Topics ranged from exploring ways to build circularity into maker spaces – such as Fab Labs and hackspaces (handy it was held in one) – while another team made these very decisions on materials, designs and prototyping methods, to develop alternative bottle designs and closed loop recycling systems for high-end (and often unrecyclable) cosmetic industry products. The team went on to develop and prototype a simple reusable inner fixing using the 3D printer at their disposal. Note: it took 10 hours to print a small pot.
Another team worked with Open Energy Monitor on its open source energy monitoring hardware, to build understanding of the embodied energy impact of the product.
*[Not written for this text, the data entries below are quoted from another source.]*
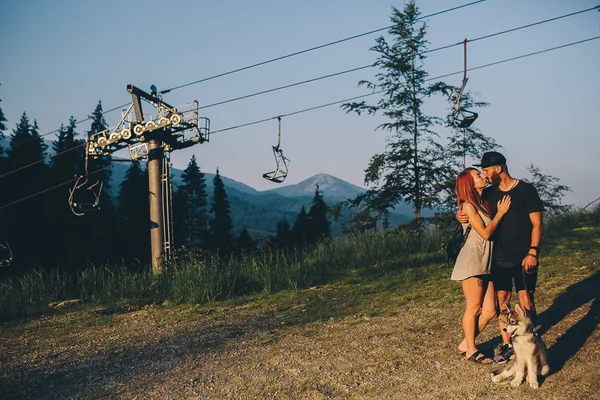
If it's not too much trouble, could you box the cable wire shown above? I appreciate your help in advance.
[211,36,600,135]
[0,164,112,210]
[160,0,485,94]
[5,0,600,153]
[0,36,600,206]
[0,12,598,178]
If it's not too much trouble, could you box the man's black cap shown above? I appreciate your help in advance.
[475,151,506,168]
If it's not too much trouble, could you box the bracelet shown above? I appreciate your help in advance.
[529,246,540,254]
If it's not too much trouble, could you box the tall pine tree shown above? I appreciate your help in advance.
[86,101,112,209]
[210,169,233,255]
[173,156,208,248]
[2,113,52,265]
[117,160,150,265]
[292,206,310,247]
[342,1,452,223]
[0,85,6,156]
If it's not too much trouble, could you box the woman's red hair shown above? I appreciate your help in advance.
[456,168,492,217]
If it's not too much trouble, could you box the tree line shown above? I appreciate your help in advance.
[0,1,569,274]
[0,95,338,269]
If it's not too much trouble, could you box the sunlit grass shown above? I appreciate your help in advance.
[0,208,600,319]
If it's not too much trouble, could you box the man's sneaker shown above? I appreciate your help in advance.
[494,344,515,364]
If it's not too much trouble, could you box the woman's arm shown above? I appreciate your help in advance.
[462,196,510,240]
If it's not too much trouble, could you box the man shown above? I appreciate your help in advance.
[457,151,544,363]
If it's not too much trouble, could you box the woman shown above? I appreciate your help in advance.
[451,168,510,364]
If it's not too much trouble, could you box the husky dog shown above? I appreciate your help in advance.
[490,304,550,389]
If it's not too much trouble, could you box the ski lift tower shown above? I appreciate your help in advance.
[86,85,210,274]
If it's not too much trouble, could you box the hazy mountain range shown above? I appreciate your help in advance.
[0,134,433,235]
[112,163,413,235]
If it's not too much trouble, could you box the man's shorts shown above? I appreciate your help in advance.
[491,260,537,293]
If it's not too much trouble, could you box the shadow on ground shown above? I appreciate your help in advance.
[538,271,600,373]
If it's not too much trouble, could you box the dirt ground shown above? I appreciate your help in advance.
[0,271,600,400]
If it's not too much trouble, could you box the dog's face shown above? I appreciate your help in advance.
[501,304,532,336]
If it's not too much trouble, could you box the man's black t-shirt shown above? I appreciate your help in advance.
[482,181,544,263]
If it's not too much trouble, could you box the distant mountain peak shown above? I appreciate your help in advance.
[268,173,365,201]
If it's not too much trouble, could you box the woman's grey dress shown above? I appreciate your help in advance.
[450,211,493,281]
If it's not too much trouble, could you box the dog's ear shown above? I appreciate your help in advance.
[515,304,525,316]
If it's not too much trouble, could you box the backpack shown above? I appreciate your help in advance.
[446,224,471,264]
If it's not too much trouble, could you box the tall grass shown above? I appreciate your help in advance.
[0,223,466,319]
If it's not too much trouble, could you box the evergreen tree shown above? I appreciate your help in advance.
[2,113,52,264]
[0,85,6,156]
[292,206,310,247]
[50,116,85,183]
[210,169,232,254]
[0,88,8,245]
[527,164,571,215]
[82,101,122,263]
[342,1,451,223]
[118,160,150,264]
[86,101,112,209]
[269,219,293,249]
[235,227,256,251]
[308,185,331,243]
[174,156,208,247]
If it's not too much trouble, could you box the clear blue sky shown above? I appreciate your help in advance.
[0,0,600,206]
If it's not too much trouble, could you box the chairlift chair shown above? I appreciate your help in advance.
[450,39,479,128]
[69,175,104,217]
[263,117,290,183]
[0,242,12,268]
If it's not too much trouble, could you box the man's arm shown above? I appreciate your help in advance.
[521,211,544,272]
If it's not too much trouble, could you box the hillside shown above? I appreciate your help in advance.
[111,163,412,238]
[0,217,600,400]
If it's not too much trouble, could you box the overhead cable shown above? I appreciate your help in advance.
[160,0,485,94]
[0,36,600,210]
[9,0,600,152]
[211,36,600,135]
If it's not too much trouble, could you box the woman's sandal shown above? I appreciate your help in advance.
[465,350,494,364]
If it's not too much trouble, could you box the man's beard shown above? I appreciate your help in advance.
[488,172,501,186]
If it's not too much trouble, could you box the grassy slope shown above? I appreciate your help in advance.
[0,222,600,399]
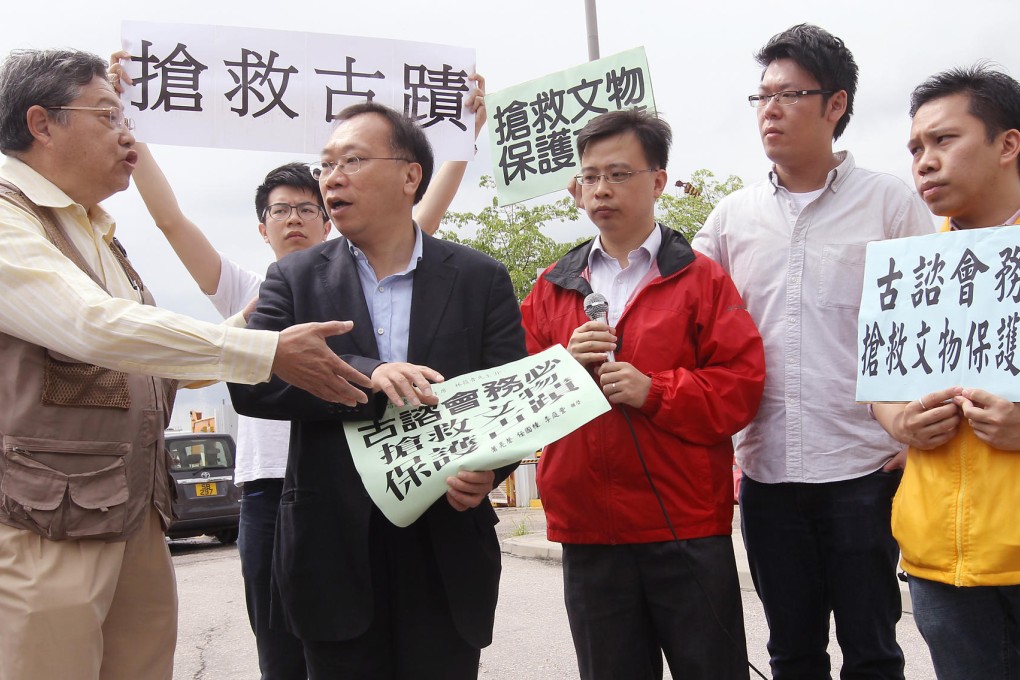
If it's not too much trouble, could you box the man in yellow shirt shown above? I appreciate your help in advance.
[0,50,370,680]
[874,66,1020,680]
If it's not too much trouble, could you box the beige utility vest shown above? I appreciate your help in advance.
[0,182,175,540]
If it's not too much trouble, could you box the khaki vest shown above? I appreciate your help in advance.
[0,182,175,540]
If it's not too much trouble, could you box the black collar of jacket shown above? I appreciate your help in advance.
[546,224,695,297]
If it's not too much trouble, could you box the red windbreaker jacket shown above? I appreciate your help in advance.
[521,225,765,544]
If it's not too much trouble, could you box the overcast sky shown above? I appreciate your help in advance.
[0,0,1020,420]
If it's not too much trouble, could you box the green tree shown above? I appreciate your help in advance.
[439,175,587,300]
[655,168,744,241]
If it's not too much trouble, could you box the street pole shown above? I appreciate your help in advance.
[584,0,599,61]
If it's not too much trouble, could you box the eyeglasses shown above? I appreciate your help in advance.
[46,106,135,129]
[262,203,325,222]
[306,156,411,179]
[574,167,656,187]
[748,90,834,109]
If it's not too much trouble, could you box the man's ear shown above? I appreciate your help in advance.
[24,104,56,144]
[404,163,421,196]
[825,90,847,124]
[653,169,668,198]
[1000,128,1020,166]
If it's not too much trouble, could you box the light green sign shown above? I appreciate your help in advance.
[344,345,610,526]
[486,47,655,205]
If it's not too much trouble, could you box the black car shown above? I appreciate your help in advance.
[166,432,241,543]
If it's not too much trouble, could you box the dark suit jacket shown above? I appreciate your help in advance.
[230,234,527,647]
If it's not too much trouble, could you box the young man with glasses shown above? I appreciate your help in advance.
[119,58,486,680]
[0,50,370,680]
[692,24,932,680]
[521,111,765,680]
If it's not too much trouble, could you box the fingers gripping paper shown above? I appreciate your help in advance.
[344,345,610,526]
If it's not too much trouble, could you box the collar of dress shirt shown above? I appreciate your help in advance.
[347,220,421,276]
[588,223,662,271]
[768,151,855,194]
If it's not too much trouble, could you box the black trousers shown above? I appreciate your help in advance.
[238,479,308,680]
[304,509,481,680]
[563,536,748,680]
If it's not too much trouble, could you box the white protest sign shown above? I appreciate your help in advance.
[344,345,610,526]
[486,47,655,205]
[121,21,474,160]
[857,226,1020,402]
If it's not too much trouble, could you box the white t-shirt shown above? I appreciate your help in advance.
[209,253,291,484]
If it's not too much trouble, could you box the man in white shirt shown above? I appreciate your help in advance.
[692,24,932,680]
[0,50,370,680]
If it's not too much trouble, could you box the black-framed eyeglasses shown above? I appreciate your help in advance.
[306,156,411,179]
[748,90,834,109]
[574,167,657,187]
[46,106,135,129]
[262,203,325,222]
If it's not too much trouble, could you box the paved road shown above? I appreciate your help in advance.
[171,510,934,680]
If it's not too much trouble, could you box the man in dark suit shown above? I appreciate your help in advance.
[231,103,526,680]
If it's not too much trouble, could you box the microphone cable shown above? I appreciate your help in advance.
[619,404,768,680]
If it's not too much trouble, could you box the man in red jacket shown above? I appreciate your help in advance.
[521,111,765,680]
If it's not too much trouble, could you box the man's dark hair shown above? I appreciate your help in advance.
[755,23,857,140]
[577,109,673,170]
[910,63,1020,142]
[0,50,106,154]
[334,102,436,203]
[255,163,327,222]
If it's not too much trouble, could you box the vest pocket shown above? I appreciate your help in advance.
[42,351,131,410]
[0,436,131,540]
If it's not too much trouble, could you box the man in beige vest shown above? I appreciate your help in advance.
[0,50,370,680]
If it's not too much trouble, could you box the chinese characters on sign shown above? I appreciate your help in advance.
[121,21,474,160]
[344,345,609,526]
[857,226,1020,402]
[486,48,655,205]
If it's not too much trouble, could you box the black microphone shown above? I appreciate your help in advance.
[584,293,616,361]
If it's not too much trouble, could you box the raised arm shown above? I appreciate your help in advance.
[414,73,486,236]
[134,144,220,295]
[109,51,220,295]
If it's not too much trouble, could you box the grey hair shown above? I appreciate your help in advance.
[0,50,106,154]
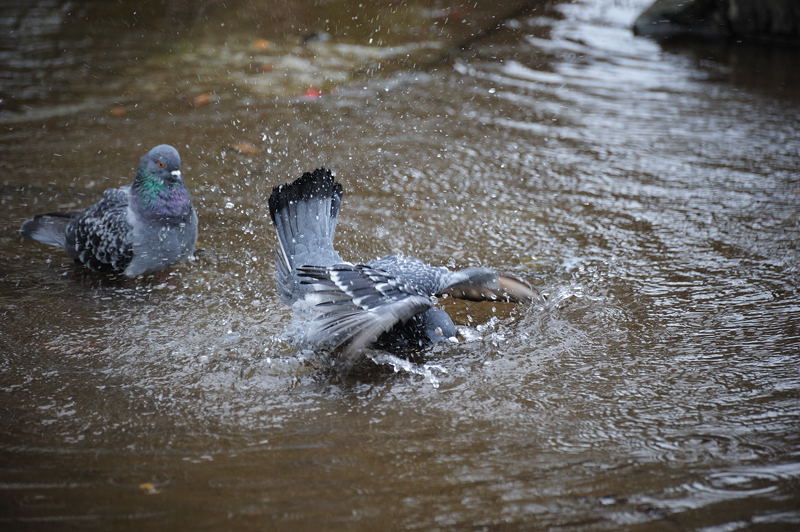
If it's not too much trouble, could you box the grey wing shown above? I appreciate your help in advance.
[297,264,433,361]
[437,268,538,303]
[66,187,133,273]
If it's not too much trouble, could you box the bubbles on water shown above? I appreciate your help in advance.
[367,353,448,388]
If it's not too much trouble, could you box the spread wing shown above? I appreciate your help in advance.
[297,264,433,360]
[66,187,133,273]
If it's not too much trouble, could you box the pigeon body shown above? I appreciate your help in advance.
[269,168,535,361]
[20,144,197,277]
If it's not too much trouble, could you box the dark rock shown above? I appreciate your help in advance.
[633,0,800,45]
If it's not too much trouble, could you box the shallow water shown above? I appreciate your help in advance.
[0,0,800,530]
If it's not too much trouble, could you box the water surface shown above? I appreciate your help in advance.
[0,0,800,530]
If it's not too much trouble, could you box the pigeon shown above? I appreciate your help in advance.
[20,144,197,277]
[269,168,536,365]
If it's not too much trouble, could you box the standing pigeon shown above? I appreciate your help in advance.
[20,144,197,277]
[269,168,535,364]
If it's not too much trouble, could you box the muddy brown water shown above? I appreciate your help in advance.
[0,0,800,530]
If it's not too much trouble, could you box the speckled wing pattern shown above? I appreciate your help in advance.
[67,187,133,273]
[296,264,433,358]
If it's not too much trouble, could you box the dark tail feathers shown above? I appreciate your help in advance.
[19,212,75,248]
[269,168,343,299]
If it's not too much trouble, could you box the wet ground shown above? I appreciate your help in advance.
[0,0,800,530]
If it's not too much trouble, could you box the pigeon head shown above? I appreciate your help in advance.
[131,144,192,218]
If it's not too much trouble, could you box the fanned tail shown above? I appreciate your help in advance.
[19,212,76,248]
[269,168,342,301]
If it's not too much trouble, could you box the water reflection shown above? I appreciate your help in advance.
[0,0,800,529]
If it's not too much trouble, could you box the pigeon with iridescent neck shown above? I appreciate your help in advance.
[269,168,536,367]
[20,144,197,277]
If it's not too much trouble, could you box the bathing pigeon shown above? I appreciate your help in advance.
[20,144,197,277]
[269,168,536,364]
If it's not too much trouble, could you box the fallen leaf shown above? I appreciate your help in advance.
[139,482,161,495]
[303,85,322,98]
[192,92,213,107]
[253,39,272,50]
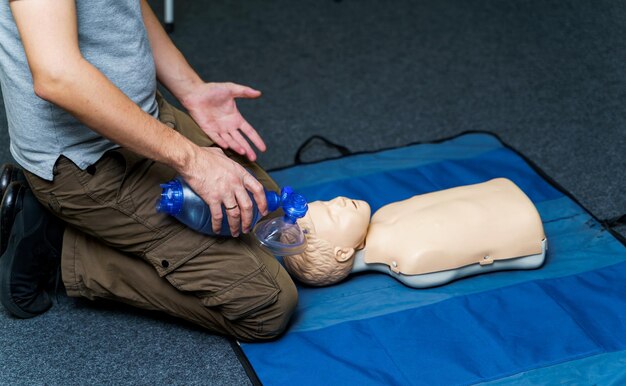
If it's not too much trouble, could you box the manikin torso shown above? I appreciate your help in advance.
[288,178,547,288]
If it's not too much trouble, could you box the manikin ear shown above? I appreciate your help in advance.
[335,247,354,263]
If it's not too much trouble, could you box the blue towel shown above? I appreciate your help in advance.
[241,134,626,386]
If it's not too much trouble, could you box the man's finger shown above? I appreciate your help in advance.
[235,187,254,233]
[239,120,267,152]
[222,133,246,155]
[205,131,228,149]
[230,130,256,162]
[224,197,241,237]
[209,202,223,234]
[229,83,261,98]
[243,173,267,216]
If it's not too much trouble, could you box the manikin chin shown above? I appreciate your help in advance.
[284,178,547,288]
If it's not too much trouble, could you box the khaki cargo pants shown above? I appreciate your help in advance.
[26,96,297,340]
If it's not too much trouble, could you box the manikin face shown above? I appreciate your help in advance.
[308,197,370,249]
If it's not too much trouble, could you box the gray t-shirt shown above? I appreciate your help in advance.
[0,0,158,180]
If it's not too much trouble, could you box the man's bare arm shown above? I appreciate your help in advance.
[10,0,265,235]
[141,0,267,161]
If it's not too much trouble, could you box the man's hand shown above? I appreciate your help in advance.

They were also joined by an expert in LCA and an Open LCA user, who was able to provide great insight, direction and verify the quality of the open data set used. What is exciting about this is the potential for open guidance and transparent communication to enable others to use similar approaches to map other product designs and supply chains.
By the end of the Trust is not a Waste challenge the team had neatly summarised years or research, data, online educational resources and insight work from the likes of WRAP, Keep Britain Tidy and SITA UK, into a great wireframe, UX and UI Sketch for an app to build trust and clarity in the waste and recycling system.
The difficulties in designing circular wearable technology were also grappled with, with the participant that led this challenge becoming the resident expert. He explored current guidelines for sustainable or circular product designs then looked at ways to build on these for wearables. The team then envisaged future scenarios featuring repurposed smartwatches.
We had frustration, learning, hugs and beers and have ended no longer as organisers and participants, but as collaborators, openly sharing our skills and passion for exploring, prototyping and creating action for an Open Source Circular Economy.
So, what is next? It is not set, but we know that it’s not just about the Days. It’s about catalyzing ideas, finding common ground, understanding and growing through open participation across sectors and disciplines. The OSCEdays is about putting ideas into action, learning, sharing and collaborating openly with like-minded people all over the world. We know we have a long way to go to fully identify and grow the opportunities and welcome and encourage others to explore with us.